XPO Logistics increases size of shares for IPO
March 15, 2012 - LM Editorial
Non asset-based 3PL XPO Logistics said today that it has increased the number of shares for its underwritten public offering from 6,000,000 earlier this week to 8,000,000 to the public at $15.75 per share.
Company officials said the underwriters have a 30-day option to purchase up to an additional 1,200,000 shares of common stock from XPO to cover over-allotments. And they added that XPO “intends to use the net proceeds of the offering for general corporate purchases, which may include potential acquisitions.” This offering, said XPO, is expected to close on March 20 and is subject to customary closing conditions.

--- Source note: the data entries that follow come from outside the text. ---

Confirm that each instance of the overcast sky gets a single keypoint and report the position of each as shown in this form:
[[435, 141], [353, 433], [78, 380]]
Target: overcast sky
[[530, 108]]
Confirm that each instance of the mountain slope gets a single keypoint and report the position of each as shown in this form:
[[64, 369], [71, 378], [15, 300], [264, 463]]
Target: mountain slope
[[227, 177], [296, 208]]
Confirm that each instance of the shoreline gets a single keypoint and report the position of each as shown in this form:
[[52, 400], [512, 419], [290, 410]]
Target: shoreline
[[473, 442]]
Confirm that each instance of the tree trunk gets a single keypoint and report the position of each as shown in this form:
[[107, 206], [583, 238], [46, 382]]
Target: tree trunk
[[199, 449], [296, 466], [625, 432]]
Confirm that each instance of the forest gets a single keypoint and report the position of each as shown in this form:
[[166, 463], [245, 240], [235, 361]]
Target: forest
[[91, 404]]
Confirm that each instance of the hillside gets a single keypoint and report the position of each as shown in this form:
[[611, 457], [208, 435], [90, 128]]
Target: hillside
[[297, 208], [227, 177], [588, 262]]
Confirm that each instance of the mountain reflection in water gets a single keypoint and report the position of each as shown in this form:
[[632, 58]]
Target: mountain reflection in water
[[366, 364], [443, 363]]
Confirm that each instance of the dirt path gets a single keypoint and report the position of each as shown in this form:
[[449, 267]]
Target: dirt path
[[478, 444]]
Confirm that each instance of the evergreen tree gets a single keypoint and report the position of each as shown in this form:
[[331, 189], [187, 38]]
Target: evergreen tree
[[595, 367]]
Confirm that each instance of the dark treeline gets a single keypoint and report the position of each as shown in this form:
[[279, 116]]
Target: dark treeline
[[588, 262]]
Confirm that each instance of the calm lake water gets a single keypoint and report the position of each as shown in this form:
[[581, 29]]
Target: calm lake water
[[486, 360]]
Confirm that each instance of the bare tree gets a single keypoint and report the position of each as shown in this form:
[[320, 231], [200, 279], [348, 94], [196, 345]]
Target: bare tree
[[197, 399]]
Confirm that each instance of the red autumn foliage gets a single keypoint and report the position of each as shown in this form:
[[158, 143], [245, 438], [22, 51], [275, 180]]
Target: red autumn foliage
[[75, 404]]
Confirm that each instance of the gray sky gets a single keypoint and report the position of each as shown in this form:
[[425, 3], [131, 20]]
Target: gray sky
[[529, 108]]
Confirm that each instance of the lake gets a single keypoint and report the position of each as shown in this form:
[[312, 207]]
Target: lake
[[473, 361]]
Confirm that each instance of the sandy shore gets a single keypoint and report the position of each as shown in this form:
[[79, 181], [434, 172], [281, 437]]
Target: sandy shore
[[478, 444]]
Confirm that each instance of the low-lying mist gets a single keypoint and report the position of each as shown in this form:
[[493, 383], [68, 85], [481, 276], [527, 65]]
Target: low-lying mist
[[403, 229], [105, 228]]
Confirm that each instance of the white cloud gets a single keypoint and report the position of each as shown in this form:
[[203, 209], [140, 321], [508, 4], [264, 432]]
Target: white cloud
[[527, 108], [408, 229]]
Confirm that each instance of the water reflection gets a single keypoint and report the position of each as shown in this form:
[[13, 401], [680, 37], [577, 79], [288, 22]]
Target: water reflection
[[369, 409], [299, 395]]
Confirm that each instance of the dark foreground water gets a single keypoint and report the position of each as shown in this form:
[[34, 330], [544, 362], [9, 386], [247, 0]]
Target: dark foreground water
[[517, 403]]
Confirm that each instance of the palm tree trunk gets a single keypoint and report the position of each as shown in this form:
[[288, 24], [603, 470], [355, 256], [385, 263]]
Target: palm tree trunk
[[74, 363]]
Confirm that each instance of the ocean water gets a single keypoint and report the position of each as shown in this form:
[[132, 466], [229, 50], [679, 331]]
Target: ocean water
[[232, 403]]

In February, XPO released its fourth quarter earnings results. Total revenue for the fourth quarter was $44.1 million, with a gross margin of $7.2 million, which were up 6.1 percent and 11.6 percent, respectively. XPO had a quarterly net loss of $1.5 million and an EBITDA loss of $2.1 million, which included $1.2 million in compensation and professional fees related to the hiring of its new executive team and $882,000 of non-cash-share-based compensation.
For its individual units, total revenue at Express-1, its expedited transportation division, was up 10.1 percent at $20.3 million; Concert Group Logistics (CGL), its freight forwarding unit, was down 4.9 percent at $16.8 million, which XPO said was due to lost revenue from larger accounts that more than offset an increase in the number of new customers; and Bounce, its truck brokerage business, was up 27.2 percent at $8.3 million.
In June 2011, XPO CEO and Chairman Bradley S. Jacobs, whom is also an entrepreneur and founder and owner of Jacobs Private Equity LLC, and a and a group of investors made a $150 million commitment into Express-1 Expedited Solutions, a non-asset-based third party logistics transportation provider, and subsequently re-named the company XPO Logistics. Around that time, he told LM that he had outlined a detailed vision for XPO and where he wants to take it and the steps he wants to take to make it happen.
These steps include, first and foremost, building a multi-billion dollar transportation brokerage business in the coming years, growing organically and through acquisitions, building a comprehensive IT structure, and getting the right management team in place.
And after the fourth quarter earnings announcement Jacobs said in an interview that XPO is on a solid growth track, opening new offices in various U.S. markets, hiring a proven management and sales team, and getting phase one of its IT development done.
What’s more, he explained that XPO is on track to get to a revenue run rate of about $500 million by the end of this year, which is about 2.5 times of its current size.
With this IPO announcement possibly including some financing for potential acquisition, Jacobs told LM that while XPO is not quite yet ready to announce any transactions he did say the company is in active negotiations with a number of targets.
“Regarding the deals we are focusing on now, they are primarily truck brokerage and they are all highly scalable,” he said. “Scalability is a major characteristic that we are looking to acquire. The [acquisition] pipeline is quite robust, and we are quite excited about the opportunities.”